(I posted this last year. It’s still true.)
It would have been his birthday today, my grandfather. For three years, I lived just one small town away, and I suspect – based on all I know of him – that for those three years, I spent much of my life draped comfortably over his arm (where babies were most content), held gently on his lap (where toddlers were most relaxed), or settled happily alongside him at ‘work’ (where children were most eager to be).
When my family plucked itself up from the Nebraska soil and migrated east to the suburban cement, the distance between me and my grandfather might as well have been from here to the moon. Holiday and summer visits, whether 10 hours in a stuffy car or 14 hours on the click-clacking Zephyr, were much too far apart. A child can’t possibly wait a whole year to see again that tall figure, measured gait, broad grin, and leathery hands, all carefully sheltered from the glaring sun by a hat that set my grandfather apart from all other grandfathers in my suburban desert. Cowboy. Farmer. Man of the land. That he was. I was proud he was mine.

In the 1940s, while my grandfather was working the land (to feed the people), his brother – a United States Lieutenant Colonel – was stationed in Europe (to free the people). I knew this brother, my great-uncle, but not well. He looked like my grandfather. Smiled like him. Spoke like him.
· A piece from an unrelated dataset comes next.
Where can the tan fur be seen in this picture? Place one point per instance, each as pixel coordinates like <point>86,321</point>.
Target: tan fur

Strangers could have pegged them for brothers with nothing more than a passing glance.
A long while ago, I was back at the farm for my grandfather’s funeral … the man I’d always lived too far away from and missed too much. In search of a quiet, alone, crying place, I climbed the creaking stairs of a battered shed into the upper storage rafters that were empty but for some stacks of crumbling newspapers, piles of rotting rags, and a neatly bundled, carefully saved packet of handwritten letters. Real letters. From my great-uncle to his parents during World War II … people he was too far away from and missed too much.
For the next two hours, while I cried for the grandfather I’d lost, I read those letters. All of them. Every word. And then I cried for this other man, who I’d never known well enough, who’d lived through hell on earth, and who’d been much too far away from the place he loved and the people he adored. I was sad for all he’d lost, all he’d seen, all he’d experienced, all he’d known. Sad that I’d never thought to thank him for what he’d done. Sad that I’d never realized my great-uncle was set apart from so many other great-uncles across the land. Soldier. Veteran. Defender of freedom. That he was. I am proud he was mine.